This can be done using REGEXP_SUBSTR easily.
Please use
REGEXP_SUBSTR('STRING_EXAMPLE','[^_]+',1,1)
where STRING_EXAMPLE is your string.
Try:
SELECT
REGEXP_SUBSTR('STRING_EXAMPLE','[^_]+',1,1)
from dual
It will solve your problem.

You need to get the position of the first underscore (using INSTR) and then get the part of the string from 1st charecter to (pos-1) using substr.
1 select 'ABC_blahblahblah' test_string,
2 instr('ABC_blahblahblah','_',1,1) position_underscore,
3 substr('ABC_blahblahblah',1,instr('ABC_blahblahblah','_',1,1)-1) result
4* from dual
SQL> /
TEST_STRING POSITION_UNDERSCORE RES
---------------- ------------------ ---
ABC_blahblahblah 4 ABC
Instr documentation
Susbtr Documentation

SELECT REGEXP_SUBSTR('STRING_EXAMPLE','[^_]+',1,1) from dual
is the right answer, as posted by user1717270
If you use INSTR, it will give you the position for a string that assumes it contains "_" in it. What if it doesn't? Well the answer will be 0. Therefore, when you want to print the string, it will print a NULL.
Example: If you want to remove the domain from a "host.domain". In some cases you will only have the short name, i.e. "host". Most likely you would like to print "host". Well, with INSTR it will give you a NULL because it did not find any ".", i.e. it will print from 0 to 0. With REGEXP_SUBSTR you will get the right answer in all cases:
SELECT REGEXP_SUBSTR('HOST.DOMAIN','[^.]+',1,1) from dual;
HOST
and
SELECT REGEXP_SUBSTR('HOST','[^.]+',1,1) from dual;
HOST

Another possibility would be the use of REGEXP_SUBSTR.

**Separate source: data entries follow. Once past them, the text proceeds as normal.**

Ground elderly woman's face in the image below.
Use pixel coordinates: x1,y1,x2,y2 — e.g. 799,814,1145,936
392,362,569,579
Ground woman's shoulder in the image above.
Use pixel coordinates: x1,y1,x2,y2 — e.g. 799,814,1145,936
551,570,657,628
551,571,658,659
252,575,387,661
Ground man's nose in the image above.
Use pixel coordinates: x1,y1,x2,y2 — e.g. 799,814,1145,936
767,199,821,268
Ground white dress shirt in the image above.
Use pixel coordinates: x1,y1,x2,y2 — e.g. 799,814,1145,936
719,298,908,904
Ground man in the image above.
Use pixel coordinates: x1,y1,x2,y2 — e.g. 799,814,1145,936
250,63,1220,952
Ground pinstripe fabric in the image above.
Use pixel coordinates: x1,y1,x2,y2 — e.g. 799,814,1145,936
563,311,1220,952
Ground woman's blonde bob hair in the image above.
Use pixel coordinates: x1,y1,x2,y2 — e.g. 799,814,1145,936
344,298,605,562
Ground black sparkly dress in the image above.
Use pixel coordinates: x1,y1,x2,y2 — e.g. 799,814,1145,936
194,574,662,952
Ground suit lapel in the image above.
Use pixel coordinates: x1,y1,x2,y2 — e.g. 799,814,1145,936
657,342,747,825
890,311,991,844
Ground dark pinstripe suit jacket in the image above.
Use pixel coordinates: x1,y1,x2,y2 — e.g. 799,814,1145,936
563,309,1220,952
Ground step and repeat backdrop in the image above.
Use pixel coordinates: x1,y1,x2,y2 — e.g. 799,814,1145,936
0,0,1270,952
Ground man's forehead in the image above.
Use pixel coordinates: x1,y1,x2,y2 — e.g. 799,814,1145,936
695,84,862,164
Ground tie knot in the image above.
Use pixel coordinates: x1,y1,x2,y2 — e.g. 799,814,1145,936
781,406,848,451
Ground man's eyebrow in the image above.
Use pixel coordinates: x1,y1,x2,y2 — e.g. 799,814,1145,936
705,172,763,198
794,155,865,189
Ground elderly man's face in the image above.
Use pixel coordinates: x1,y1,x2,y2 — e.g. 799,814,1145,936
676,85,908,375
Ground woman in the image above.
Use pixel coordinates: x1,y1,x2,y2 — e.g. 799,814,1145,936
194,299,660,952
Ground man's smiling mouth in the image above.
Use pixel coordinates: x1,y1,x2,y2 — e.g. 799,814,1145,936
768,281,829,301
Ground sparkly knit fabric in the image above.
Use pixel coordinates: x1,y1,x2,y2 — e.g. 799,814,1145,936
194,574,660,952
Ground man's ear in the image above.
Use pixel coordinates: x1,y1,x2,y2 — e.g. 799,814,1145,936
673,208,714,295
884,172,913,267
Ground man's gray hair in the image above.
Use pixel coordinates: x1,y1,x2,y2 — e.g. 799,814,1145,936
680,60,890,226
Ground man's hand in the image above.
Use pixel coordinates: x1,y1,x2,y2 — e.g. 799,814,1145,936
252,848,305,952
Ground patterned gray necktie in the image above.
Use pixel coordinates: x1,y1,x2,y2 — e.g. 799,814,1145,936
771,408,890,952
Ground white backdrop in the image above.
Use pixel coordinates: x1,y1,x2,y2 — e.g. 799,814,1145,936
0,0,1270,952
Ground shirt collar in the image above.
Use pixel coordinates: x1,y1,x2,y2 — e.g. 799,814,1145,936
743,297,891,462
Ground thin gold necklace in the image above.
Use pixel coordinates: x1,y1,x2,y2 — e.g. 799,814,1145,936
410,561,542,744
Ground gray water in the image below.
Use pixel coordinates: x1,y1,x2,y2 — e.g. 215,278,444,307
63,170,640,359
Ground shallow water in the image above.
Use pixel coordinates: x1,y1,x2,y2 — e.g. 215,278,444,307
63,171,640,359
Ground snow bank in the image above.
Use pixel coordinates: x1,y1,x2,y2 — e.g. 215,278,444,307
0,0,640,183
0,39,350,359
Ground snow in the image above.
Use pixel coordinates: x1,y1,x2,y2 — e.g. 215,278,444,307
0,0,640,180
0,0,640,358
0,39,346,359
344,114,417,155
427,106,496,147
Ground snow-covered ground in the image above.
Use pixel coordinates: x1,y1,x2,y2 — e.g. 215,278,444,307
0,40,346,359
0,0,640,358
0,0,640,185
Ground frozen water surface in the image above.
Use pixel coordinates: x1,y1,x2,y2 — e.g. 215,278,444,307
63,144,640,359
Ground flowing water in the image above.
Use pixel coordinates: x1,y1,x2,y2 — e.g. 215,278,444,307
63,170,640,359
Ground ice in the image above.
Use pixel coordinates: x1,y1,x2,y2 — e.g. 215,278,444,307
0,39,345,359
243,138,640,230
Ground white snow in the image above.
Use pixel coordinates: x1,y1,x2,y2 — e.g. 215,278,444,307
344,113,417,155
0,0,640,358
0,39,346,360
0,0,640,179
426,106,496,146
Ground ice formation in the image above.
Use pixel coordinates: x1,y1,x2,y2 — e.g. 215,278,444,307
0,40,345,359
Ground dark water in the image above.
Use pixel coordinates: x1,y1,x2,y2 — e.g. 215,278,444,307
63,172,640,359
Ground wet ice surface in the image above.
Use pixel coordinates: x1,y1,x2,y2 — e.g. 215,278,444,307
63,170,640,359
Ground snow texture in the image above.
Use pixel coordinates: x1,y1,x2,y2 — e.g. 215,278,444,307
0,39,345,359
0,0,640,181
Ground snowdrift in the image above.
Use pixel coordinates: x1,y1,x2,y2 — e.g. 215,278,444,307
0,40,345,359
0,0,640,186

In case if String position is not fixed then by below Select statement we can get the expected output.
Table Structure
ID VARCHAR2(100 BYTE)
CLIENT VARCHAR2(4000 BYTE)
Data-
ID CLIENT
1001 {"clientId":"con-bjp","clientName":"ABC","providerId":"SBS"}
1002
--
{"IdType":"AccountNo","Id":"XXXXXXXX3521","ToPricingId":"XXXXXXXX3521","clientId":"Test-Cust","clientName":"MFX"}
Requirement - Search ClientId string in CLIENT column and return the corresponding value. Like From "clientId":"con-bjp" --> con-bjp(Expected output)
select CLIENT,substr(substr(CLIENT,instr(CLIENT,'"clientId":"')+length('"clientId":"')),1,instr(substr(CLIENT,instr(CLIENT,'"clientId":"')+length('"clientId":"')),'"',1 )-1) cut_str from TEST_SC;
--
CLIENT cut_str
----------------------------------------------------------- ----------
{"clientId":"con-bjp","clientName":"ABC","providerId":"SBS"} con-bjp
{"IdType":"AccountNo","Id":"XXXXXXXX3521","ToPricingId":"XXXXXXXX3521","clientId":"Test-Cust","clientName":"MFX"} Test-Cust

Remember this if all your Strings in the column do not have an underscore
(...or else if null value will be the output):
SELECT COALESCE
(SUBSTR("STRING_COLUMN" , 0, INSTR("STRING_COLUMN", '_')-1),
"STRING_COLUMN")
AS OUTPUT FROM DUAL

To find any sub-string from large string:
string_value:=('This is String,Please search string 'Ple');
Then to find the string 'Ple' from String_value we can do as:
select substr(string_value,instr(string_value,'Ple'),length('Ple')) from dual;
You will find result: Ple